What is the most efficient way to ge the top N ite

2019-06-14 10:34发布

问题:

Say you have 4 sorted sets with thousands and thousands of keys and scores. Since they are sorted sets, getting the top items can ben done in logaritmic time complexity.

The easy way would be to take the union of the sets, and then get the top items. But doing so is at least linear to the sum of all items in all sets.

The best way I could think of is this:

  1. Take the top N items from every set
  2. Find the item with the lowest rank and the higest score for that rank.
  3. Devide that score by the number of sets. (Any key with a score lower than this can never be in the top N)
  4. Take the union of those keys. (Ignoring scores)
  5. Find the scores for all keys in all sets. (A key might have score 1 in one set and 10000 in another)

That is like, finding all keys that could possibly be in the top list, and do the union with those keys. There are probably more efficient ways to limit the number of items to consider.

[edit] Keys occur in one or more sets, and their summed scores determines the final score. So a key that is in all sets with a low score might have a higher score than a key with a high score that is in only one set.

回答1:

The algorithm you propose seems quite awkward.
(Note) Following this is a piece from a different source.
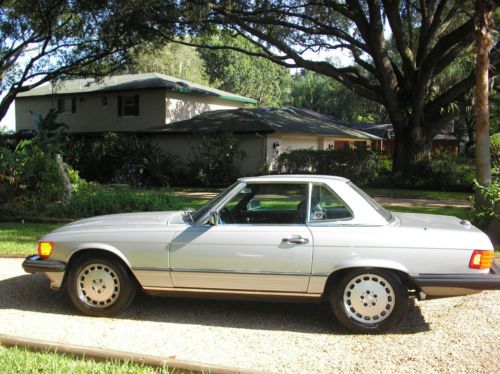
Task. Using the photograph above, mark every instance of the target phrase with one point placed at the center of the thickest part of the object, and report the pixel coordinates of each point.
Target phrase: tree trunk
(410, 146)
(484, 27)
Just take one of the following:

The simple way

for i = 1 to n
    loop through all sets and look at their smallest element,
    pick the smallest element and remove it from the sets

Complexity: O(n * s) where n is the number of items you want and s is the number of sets.

Of course, if you are not allowed to remove elements from the sets, you can also maintain iterators into each set to get elements from them in sorted order without having to alter the sets.

A more efficient way

Maintain a priority queue over all the smallest elements of each set. Whenever removing the smallest element e from that priority queue, reinsert the next element from the set from which e came.

Complexity: Assume a simple priority queue with O(log n) 'insert' and O(log n) 'remove smallest element' complexity. There are better ones like fibonacci heaps, but this one will do just fine. Then we have:

  • s insertions to fill the priority queue at the start, so O(s log s).
  • n "delete smallest element" + insert a new one, so O(n log s) (since there are always s elements in the queue)

Thus, we achieve O(s log s + n log s) which is way better.

Comparison

As long as s is quite small, there shouldn't really be a big difference between the algorithms and you can also pick the simple one. If you have a lot of sets, then you should definitely go for the second approach.

Lookup Complexity

In my analysis, I omitted the logarithmic lookup factor to find the smallest element for each set and assumed that the smallest element of each set could be retrieved in O(1), like in a sorted list. Varying the lookup cost from O(1) to O(log n) just introduces an additional factor that does not alter the algorithms. In addition, you usueally only pay the O(log n) once at the first lookup. Afterwards, you usually have an iterator to the smallest element. Accessing each further element using the iterator is then only O(1).